Fallout 3

On to the second game.

The following teaser trailer for Fallout 3 gives us a slow build up to the big reveal of Washington’s major landmarks, the Washington Monument:

The trailer makes a fascinating series of moves. The “camera” takes us from the old valve radio playing the 1940s standard (nostalgia), out and up to the Hula Girl dashboard ornament (kitsch), out and back along the interior of bus, passing a lunchbox and bottle before our eye falls on two children’s toys (traditional, if hackneyed, indicators of the pathetic — in the formal sense of evoking pathos). As the camera travels along the length of the bus, we catch glimpses of pre-war advertising in the interior and ruins through smashed windows, before we find that the bus itself has been torn in two.

The camera rises, and we see the Washington Monument in the distance. It’s a ruin that we’ve seen in post-apocalyptic science fiction films, e.g. Logan’s Run. However, being modeled on an Egyptian obelisk, it also brings to mind the larger tradition of representing ruins and Eighteenth century notions of the sublime (see also this WLS page).

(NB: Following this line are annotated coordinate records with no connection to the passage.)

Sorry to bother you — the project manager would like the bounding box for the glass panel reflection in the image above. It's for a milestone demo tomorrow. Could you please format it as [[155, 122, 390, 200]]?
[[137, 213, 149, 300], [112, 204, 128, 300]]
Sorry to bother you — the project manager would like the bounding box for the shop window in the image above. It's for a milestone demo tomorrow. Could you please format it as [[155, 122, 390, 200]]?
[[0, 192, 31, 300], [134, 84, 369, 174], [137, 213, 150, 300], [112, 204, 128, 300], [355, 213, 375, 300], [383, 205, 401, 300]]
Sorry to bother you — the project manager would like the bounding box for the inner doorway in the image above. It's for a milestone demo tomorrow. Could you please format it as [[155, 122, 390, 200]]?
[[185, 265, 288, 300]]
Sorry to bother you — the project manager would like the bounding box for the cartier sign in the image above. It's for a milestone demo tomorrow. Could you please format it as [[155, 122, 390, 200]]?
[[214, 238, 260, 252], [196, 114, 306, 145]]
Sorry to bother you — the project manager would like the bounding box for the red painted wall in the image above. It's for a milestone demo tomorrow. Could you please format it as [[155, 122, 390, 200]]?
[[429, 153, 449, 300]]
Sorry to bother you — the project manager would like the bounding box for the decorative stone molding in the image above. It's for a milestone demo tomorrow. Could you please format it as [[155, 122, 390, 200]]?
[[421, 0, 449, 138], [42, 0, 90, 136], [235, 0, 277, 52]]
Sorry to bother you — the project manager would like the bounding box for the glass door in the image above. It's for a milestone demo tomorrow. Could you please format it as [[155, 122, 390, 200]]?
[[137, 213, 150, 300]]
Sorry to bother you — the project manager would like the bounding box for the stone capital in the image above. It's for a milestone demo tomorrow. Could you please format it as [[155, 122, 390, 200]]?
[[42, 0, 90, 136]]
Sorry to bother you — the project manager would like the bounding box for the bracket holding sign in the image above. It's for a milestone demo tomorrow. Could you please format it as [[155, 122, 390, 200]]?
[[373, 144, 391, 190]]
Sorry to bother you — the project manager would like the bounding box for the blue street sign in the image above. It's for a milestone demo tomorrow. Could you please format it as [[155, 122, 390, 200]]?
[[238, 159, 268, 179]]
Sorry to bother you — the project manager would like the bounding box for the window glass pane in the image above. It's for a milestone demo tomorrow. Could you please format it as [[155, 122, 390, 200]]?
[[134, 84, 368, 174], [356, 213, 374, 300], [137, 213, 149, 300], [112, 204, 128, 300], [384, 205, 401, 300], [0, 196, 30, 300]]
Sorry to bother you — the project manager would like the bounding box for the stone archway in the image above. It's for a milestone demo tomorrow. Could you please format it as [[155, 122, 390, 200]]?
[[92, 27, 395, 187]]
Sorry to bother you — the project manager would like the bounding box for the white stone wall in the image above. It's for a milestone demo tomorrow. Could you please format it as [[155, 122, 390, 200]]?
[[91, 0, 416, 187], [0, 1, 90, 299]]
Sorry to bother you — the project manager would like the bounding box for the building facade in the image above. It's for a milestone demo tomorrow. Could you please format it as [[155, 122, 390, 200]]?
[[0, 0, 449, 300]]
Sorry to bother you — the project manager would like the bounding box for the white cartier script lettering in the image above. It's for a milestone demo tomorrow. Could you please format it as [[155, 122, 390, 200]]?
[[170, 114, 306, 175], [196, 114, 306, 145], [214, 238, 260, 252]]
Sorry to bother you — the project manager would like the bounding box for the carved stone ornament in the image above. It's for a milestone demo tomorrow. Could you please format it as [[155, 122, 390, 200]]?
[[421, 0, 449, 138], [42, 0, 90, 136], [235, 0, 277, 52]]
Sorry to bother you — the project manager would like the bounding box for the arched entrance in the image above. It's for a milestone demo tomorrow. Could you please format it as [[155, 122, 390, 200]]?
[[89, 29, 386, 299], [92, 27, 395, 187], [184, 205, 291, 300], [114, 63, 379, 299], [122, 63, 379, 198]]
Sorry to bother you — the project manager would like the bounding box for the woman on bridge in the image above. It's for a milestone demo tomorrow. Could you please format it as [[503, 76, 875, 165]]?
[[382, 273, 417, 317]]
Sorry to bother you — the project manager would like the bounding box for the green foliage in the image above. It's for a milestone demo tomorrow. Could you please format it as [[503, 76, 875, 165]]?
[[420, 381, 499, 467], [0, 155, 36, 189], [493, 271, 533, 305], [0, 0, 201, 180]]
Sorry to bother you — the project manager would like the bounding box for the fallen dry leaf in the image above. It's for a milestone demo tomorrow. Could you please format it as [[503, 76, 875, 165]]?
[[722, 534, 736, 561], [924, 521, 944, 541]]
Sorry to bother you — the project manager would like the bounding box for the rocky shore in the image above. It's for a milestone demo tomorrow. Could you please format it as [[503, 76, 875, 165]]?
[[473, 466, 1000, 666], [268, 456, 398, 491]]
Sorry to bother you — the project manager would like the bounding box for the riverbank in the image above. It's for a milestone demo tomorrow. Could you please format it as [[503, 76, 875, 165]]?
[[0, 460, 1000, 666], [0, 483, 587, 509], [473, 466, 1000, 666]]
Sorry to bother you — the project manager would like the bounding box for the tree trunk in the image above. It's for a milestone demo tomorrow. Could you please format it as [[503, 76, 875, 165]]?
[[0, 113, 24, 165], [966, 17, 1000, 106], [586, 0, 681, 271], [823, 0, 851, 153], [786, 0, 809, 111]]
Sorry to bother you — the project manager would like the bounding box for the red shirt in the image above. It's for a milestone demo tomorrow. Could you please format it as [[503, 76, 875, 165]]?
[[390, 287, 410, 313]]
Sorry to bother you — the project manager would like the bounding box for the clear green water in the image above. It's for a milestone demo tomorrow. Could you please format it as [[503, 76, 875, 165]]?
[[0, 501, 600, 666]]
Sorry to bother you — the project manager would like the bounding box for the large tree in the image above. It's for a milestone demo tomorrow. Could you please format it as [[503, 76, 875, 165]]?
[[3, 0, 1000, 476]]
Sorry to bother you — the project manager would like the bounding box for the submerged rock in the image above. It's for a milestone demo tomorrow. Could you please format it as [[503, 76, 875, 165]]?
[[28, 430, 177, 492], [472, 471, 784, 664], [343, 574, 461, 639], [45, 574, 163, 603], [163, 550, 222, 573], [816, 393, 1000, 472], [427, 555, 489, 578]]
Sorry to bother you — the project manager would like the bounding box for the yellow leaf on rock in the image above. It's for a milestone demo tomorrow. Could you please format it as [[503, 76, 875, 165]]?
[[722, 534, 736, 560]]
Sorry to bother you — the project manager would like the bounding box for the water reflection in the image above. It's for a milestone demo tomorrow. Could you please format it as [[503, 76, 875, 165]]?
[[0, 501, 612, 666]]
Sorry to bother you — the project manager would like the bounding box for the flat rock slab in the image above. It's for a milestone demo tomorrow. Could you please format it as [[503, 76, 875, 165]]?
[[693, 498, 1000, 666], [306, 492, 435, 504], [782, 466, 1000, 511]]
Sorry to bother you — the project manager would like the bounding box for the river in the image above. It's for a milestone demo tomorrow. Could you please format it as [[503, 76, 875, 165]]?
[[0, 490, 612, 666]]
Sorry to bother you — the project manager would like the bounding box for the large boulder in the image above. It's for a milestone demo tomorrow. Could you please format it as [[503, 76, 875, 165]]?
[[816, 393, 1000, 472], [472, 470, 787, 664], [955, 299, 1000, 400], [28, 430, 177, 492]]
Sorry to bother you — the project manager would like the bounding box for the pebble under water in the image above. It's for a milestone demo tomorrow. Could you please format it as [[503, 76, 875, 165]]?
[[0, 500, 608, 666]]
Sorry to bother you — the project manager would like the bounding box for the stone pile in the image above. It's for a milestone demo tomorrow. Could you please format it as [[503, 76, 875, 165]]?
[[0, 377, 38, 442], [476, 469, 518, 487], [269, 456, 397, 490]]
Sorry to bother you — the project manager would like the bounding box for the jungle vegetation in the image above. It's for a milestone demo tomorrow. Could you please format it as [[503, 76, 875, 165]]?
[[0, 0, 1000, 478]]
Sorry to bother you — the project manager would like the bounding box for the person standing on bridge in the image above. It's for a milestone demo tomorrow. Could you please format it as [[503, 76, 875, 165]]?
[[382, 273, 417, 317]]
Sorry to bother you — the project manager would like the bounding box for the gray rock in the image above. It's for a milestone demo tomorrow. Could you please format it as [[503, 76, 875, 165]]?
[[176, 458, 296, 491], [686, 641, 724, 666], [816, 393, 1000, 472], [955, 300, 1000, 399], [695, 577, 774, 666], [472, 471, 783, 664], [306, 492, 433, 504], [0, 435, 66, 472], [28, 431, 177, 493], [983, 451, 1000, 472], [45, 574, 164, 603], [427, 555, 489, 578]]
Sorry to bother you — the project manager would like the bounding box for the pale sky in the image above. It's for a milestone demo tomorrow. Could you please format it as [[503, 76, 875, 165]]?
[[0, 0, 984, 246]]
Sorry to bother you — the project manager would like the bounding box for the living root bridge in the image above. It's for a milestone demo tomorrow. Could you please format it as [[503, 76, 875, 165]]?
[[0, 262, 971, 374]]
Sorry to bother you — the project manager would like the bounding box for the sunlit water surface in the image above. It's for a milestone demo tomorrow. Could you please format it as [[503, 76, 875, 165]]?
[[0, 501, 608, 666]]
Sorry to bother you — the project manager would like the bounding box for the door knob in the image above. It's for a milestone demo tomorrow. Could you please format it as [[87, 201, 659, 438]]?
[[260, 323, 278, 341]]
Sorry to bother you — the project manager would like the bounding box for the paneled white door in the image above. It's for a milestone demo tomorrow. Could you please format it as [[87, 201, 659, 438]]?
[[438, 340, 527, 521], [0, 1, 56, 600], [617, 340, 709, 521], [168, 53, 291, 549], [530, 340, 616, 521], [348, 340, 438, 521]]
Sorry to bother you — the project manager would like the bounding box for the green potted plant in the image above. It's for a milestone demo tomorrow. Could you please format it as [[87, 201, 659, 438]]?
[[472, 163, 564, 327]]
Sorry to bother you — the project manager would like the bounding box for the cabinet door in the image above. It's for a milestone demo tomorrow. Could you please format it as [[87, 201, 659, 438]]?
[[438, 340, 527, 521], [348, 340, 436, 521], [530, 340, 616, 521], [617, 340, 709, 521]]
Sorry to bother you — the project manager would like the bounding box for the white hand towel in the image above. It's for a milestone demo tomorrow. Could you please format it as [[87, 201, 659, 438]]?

From this point, the music fades into the background, the sound of the wind rises, before being joined and itself drowned out by some rather ominous music. Finally, a power-armoured figure steps into the foreground — a visual representative of the forces that brought about this destruction. These forces are industrial, technological, military, and as utterly beyond the control of the individual as the natural forces typically represented by the Romantic ruin.

In summary, we move from:

nostalgia –> kitsch (post-modern fragment) –> pathos –>
–> sublime (monumental fragment) –> the war machine

Each of these moves undercuts and destabilizes our expectations of that preceding it, in some way. We expect warm nostalgia and we get kitsch;1 we’re amused by the kitsch factor only to be brought face to face with the suffering of children; this again shifts to a monument that represents one of the founders of the USA, the hopes and aspirations for a rational Enlightenment-inspired world order; finally, we’re confronted with the forces that tore all this down — forces unleashed by the rational world order. Notice also how the video balances the post-modern fragment (elements out of time; kitsch; playful) with the sublime monumental fragment (the unimaginably awesome represented by a fragment that suggests the larger whole).2

I’ve been a fan of the Fallout games for many years, with their combination of B-movie S.F. tropes, retro-futurism, a satirical take on the 1950s and the Cold War, and the way in which a player’s choices seem to make an impact on the game world. But as much as I loved the games, I never felt that previous entries in the series really delivered a sense of being in the cities in which they’re set. For instance, in Fallout 2, one can visit the San Francisco’s Golden Gate Bridge, Wharf, and Chinatown, as well as Reno’s Arch but all are rendered in a two-dimensional isometric view.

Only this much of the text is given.